As Jewish kids, we were told that Christians unkindly claimed that Jews called down a curse on themselves and their descendants when they demanded Pilate to crucify the Lord Jesus Christ.
Crucify him, the Jews screamed.
His blood be upon us and upon our children.
It's true. Every single Jew bears the deicidal curse, which is only removed by the triple immersion of holy baptism of the Orthodox Church.
Ginsburg died with the curse.
Now she bears two more curses according to Judaism.
Growing up in the synagogue, we wished each other on the first day of Rosh Hashanah, have a sweet ear.
On the second day, may you be inscribed in the Book of Life.
Ginsburg died in the early eve of the first day of Rosh Hashanah, which is a bad omen for Jews.
In Judaism, the soul is judged when you die, but the body is judged on Rosh Hashanah.

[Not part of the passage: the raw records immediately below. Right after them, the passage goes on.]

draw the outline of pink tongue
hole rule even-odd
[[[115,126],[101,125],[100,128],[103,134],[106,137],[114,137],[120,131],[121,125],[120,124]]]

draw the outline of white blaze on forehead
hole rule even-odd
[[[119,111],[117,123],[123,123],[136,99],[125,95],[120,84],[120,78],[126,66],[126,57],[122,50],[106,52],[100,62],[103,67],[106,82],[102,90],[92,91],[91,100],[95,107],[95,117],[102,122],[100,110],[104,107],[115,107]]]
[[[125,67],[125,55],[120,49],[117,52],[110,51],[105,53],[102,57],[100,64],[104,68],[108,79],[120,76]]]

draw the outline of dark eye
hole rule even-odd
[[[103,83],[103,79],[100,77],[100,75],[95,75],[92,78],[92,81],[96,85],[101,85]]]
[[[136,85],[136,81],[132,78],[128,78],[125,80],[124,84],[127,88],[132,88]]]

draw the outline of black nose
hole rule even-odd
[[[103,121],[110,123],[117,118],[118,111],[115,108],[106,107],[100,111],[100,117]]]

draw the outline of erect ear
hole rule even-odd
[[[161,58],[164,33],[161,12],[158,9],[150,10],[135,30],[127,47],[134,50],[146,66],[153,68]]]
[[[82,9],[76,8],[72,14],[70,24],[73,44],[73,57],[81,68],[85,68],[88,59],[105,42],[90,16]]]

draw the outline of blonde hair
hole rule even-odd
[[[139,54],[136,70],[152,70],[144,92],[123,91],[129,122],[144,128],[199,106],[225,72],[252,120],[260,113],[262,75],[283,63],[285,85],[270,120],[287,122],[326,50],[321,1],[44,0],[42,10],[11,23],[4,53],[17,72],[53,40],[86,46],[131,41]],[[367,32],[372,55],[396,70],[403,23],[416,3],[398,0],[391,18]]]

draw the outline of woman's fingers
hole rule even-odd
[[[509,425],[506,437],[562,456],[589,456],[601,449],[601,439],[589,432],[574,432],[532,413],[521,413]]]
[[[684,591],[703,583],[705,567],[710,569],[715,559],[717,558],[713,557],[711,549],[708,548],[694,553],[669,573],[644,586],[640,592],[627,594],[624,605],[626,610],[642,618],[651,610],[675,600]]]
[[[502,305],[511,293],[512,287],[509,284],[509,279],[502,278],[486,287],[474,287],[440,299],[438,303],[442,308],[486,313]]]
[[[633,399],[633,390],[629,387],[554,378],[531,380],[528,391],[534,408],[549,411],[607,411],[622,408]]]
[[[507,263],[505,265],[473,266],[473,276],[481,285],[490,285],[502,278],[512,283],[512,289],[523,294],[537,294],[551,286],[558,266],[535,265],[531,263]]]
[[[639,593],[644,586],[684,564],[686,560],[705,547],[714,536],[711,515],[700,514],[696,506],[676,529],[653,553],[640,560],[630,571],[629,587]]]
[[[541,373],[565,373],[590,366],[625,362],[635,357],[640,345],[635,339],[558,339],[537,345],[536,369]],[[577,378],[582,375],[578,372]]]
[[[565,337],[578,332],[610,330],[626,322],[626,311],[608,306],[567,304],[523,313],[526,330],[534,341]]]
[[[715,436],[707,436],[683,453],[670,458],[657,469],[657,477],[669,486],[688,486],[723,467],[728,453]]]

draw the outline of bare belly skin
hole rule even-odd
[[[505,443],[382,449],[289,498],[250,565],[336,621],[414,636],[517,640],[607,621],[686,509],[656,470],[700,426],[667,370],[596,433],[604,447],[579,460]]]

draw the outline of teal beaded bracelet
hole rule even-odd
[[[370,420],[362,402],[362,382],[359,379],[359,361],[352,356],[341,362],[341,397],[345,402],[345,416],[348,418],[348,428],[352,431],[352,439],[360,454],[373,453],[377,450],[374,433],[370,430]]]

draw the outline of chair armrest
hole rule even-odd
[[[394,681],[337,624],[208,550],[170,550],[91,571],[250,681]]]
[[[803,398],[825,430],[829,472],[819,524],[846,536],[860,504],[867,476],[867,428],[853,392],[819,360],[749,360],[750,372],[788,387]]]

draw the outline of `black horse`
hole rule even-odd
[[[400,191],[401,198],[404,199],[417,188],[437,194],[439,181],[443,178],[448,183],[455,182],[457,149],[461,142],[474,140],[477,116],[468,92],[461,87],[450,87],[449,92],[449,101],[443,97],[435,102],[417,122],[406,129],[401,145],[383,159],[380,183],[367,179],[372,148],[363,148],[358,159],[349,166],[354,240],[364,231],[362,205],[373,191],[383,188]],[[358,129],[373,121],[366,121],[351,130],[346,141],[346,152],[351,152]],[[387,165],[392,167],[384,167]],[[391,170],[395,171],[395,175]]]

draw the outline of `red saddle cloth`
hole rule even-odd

With Ginsburg's body directly judged on Rosh Hashanah's first day and the damnation of judgment of her soul before inscribed in the Book of Life on the second day of Rosh Hashanah, the prospects for Ginsburg's eternal destiny look bad.
Once a Jew is dead, according to religious Jewish tradition of which I grew up, there is no repentance.
You're done for, especially if you die on the eve of Rosh Hashanah before the ten days of repentance that leads to the next Jewish holiday, Yom Kippur.
Ginsburg now knows there is an afterlife which most Jews avoid believing in.
But once they do, like Ginsburg does now, it won't do them any good.